=head1 NAME

crlpublish - CRL publisher configuration syntax

=head1 DESCRIPTION

crlpublish is a utility for pushing CRL updates to one or more target servers
where other applications and processes pick them up. These are commonly
referred to as Issuing Distribution Points and should ideally be encoded
into the CRLs and CA certificates themselves.

Often, there is not enough information encoded in the CRL and in the operating
environment to deduce how this publishing should be accomplished. In those
cases, details must be provided through configuration files. Their format,
syntax, and usage are documented here.

=head1 CONFIG FILE LOCATIONS

Configuration files should be placed in one of these directories:

=over 

=item *

/etc/crlpublish/*.cfg

=item *

$HOME/.crlpublish/*.cfg

=back

Additionally, as in-situ compatibility with the older crlpublisher.sh script
is supported, the following directories are scanned for legacy config files:

=over

=item *

/etc/crlpublisher/*.conf

=item *

$HOME/.crlpublisher/*.conf

=back

There is no particular naming convention required, nor even a need to use more
than one file. Any file with the proper extension will be imported, in
directory order.

=head1 CONFIG FILE FORMAT

Although there is a notion of an old and a new file format, they are read in
by the same parser.
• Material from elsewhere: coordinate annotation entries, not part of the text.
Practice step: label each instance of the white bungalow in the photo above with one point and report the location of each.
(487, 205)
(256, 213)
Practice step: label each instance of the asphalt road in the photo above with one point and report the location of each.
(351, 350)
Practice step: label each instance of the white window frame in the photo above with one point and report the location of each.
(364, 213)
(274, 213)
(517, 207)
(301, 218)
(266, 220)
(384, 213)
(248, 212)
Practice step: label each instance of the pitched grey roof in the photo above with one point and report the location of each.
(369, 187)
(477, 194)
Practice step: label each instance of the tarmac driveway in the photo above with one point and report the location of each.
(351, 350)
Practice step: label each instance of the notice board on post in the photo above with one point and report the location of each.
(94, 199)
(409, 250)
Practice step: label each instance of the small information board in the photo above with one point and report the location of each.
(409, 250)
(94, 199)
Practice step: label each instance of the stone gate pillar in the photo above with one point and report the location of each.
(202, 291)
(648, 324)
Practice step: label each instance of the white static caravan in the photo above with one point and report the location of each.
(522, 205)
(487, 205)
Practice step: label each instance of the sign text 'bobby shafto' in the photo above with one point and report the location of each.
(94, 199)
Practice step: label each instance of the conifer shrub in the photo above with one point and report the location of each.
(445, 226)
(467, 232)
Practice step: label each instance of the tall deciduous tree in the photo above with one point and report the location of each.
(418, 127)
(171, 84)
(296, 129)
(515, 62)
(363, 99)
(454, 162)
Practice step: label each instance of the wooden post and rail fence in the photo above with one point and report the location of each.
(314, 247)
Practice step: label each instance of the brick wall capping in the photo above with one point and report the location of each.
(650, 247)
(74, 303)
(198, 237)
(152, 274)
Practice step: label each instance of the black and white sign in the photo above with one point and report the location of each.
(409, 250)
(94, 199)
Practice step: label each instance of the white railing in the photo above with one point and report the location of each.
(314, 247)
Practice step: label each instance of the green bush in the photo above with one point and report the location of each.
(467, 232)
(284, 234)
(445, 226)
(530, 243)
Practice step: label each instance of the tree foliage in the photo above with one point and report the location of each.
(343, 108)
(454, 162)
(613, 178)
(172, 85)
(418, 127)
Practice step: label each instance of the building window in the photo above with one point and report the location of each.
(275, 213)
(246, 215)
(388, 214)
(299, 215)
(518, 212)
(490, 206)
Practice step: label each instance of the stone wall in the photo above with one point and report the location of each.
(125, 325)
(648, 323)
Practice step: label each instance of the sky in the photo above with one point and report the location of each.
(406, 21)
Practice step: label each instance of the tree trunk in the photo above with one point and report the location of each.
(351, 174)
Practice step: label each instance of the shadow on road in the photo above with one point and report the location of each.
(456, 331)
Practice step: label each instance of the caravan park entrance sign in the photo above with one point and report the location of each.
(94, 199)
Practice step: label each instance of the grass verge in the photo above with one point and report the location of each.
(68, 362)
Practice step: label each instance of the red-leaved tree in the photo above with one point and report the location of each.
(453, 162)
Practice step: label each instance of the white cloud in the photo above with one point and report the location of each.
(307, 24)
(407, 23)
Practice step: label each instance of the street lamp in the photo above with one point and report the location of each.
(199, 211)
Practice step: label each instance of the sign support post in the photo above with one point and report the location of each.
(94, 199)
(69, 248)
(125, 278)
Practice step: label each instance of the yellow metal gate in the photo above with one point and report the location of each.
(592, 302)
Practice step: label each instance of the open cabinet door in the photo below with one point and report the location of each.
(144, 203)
Using "newness" in an old-style .conf file will generate
a runtime error.

Both file formats use a namedAttribute="value" basic syntax.

There the similarity ends. The old version was parsed by the shell, and so was
intolerant of whitespace and liberal about quoting and content. Backticks and
other shell language were legal, although it is not known if anyone ever used
such. crlpublish does not support this usage.
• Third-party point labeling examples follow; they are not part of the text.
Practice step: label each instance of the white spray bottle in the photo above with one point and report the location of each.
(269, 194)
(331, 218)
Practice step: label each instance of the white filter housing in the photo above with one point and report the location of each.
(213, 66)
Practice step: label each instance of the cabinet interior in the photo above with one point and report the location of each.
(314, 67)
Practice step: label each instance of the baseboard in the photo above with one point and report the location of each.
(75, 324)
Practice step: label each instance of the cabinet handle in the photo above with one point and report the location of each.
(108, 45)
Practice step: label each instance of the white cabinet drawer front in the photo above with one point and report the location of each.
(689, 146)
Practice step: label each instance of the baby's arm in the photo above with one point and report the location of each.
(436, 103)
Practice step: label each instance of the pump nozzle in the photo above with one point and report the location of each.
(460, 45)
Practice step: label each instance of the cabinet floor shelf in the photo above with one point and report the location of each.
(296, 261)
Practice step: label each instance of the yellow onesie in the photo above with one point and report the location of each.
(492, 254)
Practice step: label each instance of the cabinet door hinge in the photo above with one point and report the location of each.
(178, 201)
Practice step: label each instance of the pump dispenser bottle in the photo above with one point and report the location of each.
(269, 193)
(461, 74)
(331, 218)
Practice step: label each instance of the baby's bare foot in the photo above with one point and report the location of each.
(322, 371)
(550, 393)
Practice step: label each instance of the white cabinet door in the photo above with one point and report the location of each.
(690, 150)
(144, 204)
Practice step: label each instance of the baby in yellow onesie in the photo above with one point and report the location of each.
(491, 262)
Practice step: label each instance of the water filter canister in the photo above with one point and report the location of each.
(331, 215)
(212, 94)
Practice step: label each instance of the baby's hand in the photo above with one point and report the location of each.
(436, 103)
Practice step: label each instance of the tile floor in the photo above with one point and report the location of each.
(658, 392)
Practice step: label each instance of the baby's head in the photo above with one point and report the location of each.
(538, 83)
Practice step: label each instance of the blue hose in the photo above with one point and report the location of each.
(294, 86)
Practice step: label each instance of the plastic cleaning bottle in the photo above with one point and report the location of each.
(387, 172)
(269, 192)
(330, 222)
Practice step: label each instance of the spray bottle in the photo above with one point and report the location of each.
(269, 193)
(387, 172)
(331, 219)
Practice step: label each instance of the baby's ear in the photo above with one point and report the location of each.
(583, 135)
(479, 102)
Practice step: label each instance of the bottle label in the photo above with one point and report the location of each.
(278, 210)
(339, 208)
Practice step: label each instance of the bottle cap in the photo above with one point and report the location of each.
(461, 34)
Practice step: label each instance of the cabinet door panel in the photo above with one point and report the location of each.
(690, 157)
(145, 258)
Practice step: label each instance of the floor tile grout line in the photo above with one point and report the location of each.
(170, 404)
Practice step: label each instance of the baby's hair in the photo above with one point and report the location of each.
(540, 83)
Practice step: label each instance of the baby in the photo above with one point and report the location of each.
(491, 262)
The new format is parsed by Perl, and so backticks are not permitted. Quotes
are optional, and whitespace is tolerated at the beginning and end of any line,
and between the variable, equals, and value. Extra space is dropped; if you
need control, use single or double quotes around the value.
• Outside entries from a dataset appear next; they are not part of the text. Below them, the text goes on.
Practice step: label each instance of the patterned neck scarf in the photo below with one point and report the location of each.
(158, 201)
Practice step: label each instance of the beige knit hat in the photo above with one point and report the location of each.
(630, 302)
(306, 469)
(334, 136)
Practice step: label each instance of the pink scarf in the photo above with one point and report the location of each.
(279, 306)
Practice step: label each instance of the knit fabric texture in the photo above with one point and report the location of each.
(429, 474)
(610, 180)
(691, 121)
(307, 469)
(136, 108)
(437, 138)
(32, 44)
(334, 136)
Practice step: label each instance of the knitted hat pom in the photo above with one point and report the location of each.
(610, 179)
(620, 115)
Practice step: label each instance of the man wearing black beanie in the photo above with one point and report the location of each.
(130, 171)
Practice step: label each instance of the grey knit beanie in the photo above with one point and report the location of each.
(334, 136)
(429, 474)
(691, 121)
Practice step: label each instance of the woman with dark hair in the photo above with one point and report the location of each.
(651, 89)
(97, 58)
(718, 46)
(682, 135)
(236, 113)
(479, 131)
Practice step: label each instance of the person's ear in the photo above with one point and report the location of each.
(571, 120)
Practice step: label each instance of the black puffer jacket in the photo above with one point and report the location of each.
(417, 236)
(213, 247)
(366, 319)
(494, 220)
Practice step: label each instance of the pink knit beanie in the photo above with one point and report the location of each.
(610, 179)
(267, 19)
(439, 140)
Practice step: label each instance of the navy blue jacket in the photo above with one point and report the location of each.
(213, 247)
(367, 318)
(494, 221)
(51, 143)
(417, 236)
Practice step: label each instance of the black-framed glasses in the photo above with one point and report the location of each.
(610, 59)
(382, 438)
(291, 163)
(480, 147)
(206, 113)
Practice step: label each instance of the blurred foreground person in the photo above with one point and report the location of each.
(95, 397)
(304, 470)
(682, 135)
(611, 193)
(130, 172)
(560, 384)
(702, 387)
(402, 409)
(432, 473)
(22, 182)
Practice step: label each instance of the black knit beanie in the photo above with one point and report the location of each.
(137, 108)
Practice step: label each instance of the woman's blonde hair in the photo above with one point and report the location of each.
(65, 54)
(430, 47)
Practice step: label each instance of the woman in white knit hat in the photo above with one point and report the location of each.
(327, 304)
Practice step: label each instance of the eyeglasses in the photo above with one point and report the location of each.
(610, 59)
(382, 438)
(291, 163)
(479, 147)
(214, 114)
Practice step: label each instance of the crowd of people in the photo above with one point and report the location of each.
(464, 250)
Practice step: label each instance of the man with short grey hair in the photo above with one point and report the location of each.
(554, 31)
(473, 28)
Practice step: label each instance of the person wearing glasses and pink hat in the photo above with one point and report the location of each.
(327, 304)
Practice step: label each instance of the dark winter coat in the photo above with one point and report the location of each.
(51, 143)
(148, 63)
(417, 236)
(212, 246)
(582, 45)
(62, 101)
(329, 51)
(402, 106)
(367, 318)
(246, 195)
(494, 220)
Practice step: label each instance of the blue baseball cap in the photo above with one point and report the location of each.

Also, the new format supports sections using the ini style [sectionName] syntax.
The brackets are treated as quotes, and whitespace within is not dropped.

=head1 CONFIG FILE EXAMPLES

An example of the old syntax follows:

 publisher=scp
 remoteUser=crlowner
 remoteHost=my.target.server.com
 remoteLocation=crl/thisca.crl
 privateKey=/path/to/ssh/privateKeyFile
 issuerDn="CN=My CA,O=Example Inc.,C=ME"

A roughly equivalent example of the new syntax follows:

 [defaults]
 publishMethod=scp
 remoteUser=crlowner

 [CN=My CA,O=Example Inc.,C=ME]
 remotePath=crl
 remoteFile=thisca.crl
 remoteHost=crl.target.server.com

 [crl.target.server.com]
 remoteHost=crl-1.target.server.com,crl-2.target.server.com

Note that such verbosity is not generally required, as will be explained
below, and there is some redundancy to illustrate capabilities. The section
for my.target.server.com needn't exist; the comma-separated list could have
been specified above in the defaults, or in the issuerDn section.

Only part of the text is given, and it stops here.